Chavez does something useful ...

Thursday, February 15, 2007

... completely by accident, of course. He has gotten some Cuban physicians off of Cuba and into a location from which escape is easier.

Recall awhile back that Cuba and Venezuela were teaming up to export Marxism throughout Latin America by giving out operations to the needy. How? Hugo Chavez would prop up Fidel Castro's regime with "free" oil while Cuba would supply the slave labor for Chavez's propaganda campaign. In some cases, patients were flown in to Cuba, where they'd be bused to hospitals while the Cubans waited for inferior public transit or simply gave up and walked. This comes from an old report in the Chicago Tribune.

Some Cubans express resentment at the resources being poured into Mision Milagro, complaining that foreigners get better medical treatment than they do. Other Cubans seethe as they watch foreign patients driven to and from hospitals in new Chinese luxury buses while they wait for hours for scarce public transportation.

"I was standing in the blazing sun, and three of these Chinese buses with patients passed with an ambulance behind it," said one Havana resident. "I thought these buses were for us."

Despite the complaints, Castro announced that Cuba is equipping and staffing hospitals throughout the island to sharply increase the number of eye operations.
But in other cases, Cuban medical personnel were being sent abroad. In at least one of these cases, the "medical personnel" seem to have been sent merely to destabilize the host country, so I was initially a little skeptical when I first saw the headline. Wouldn't Cuba keep its better medical personnel well-guarded?

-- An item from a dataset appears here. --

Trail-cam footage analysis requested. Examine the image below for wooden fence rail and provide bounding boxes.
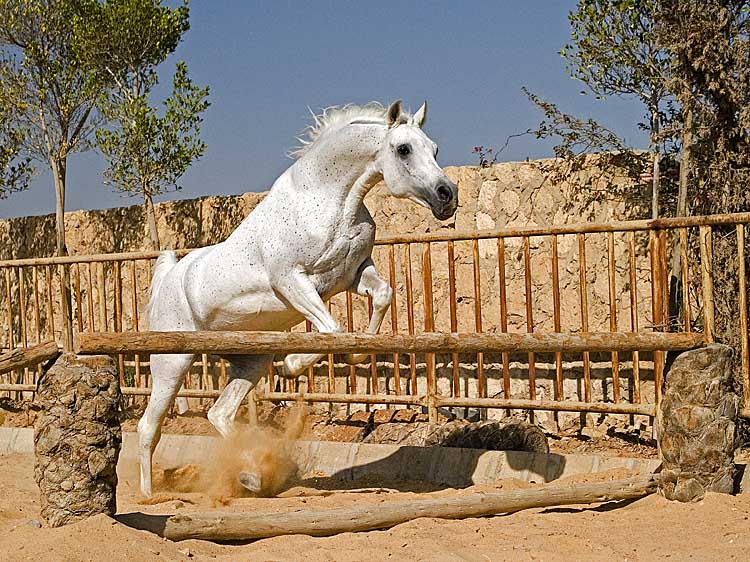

Indeed, Cuba would. It is the doctors posted in Cuba's ally, Venezuela, who are beginning to leave in droves! From the Houston Chronicle:
In his quest to reach the United States, Ariel Perez slipped away from Cuban informants, evaded Venezuelan border guards and kept his distance from Colombian guerrillas.

But Perez, a Cuban physician who fled to Colombia from Venezuela last year, faces one final hurdle: U.S. bureaucrats.

That's because Perez and dozens of other Cuban defectors who have fled from Venezuela have been waiting for months for permission from the U.S. Embassy in Bogota to emigrate to the land of their dreams.

"I want to be free," said Perez, 36, who lives in a slum in the Colombian capital with two other Cuban defectors. "But I don't know how long it will take."

Dispatched by Fidel Castro's government for humanitarian work [sic] in exchange for oil and other badly needed supplies, a small but growing number of Cuban medical personnel are using their foreign postings as stepping stones to the U.S.

...

About 360 doctors, dentists and physical therapists have applied under the new Cuban Medical Professional Parole program. About 160 have been accepted, while most other cases are pending, said Ana Carbonell, chief of staff for Rep. Lincoln Diaz-Balart, R-Fla., a longtime advocate for Cuban exiles. [bold added]
The article in the Houston Chronicle notes that some claim concern for the poor as a rationale for complaining about the Bush administration's encouragement of the defections.
But some critics contend that, in its drive to embarrass the Castro government, the Bush administration is sabotaging health programs in poorer countries such as Bolivia, Pakistan and Venezuela, which have accepted the Cuban doctors.

"This is an evil and mean-spirited effort to undermine health services for the poor," said the Rev. Lucius Walker, executive director of IFCO/Pastors for Peace, a human rights group that opposes U.S. policy towards Cuba and organizes humanitarian aid convoys there.

In Venezuela, about 15,000 Cuban health workers staff 8,000 clinics located in the poorest and most dangerous neighborhoods of Caracas and other cities, where local doctors traditionally refused to go. In exchange, Venezuela, the world's fifth-largest oil producer, provides energy-starved Cuba with 93,000 barrels of low-cost oil per day, worth nearly $2 billion annually.
Left out of all this is why Cuba is "energy-starved" in the first place.

Were such critics genuinely concerned for the poor, perhaps they would demand that Bush do more to overthrow regimes such as Fidel Castro's and do something to topple that of Hugo Chavez, who is beginning to starve his own people.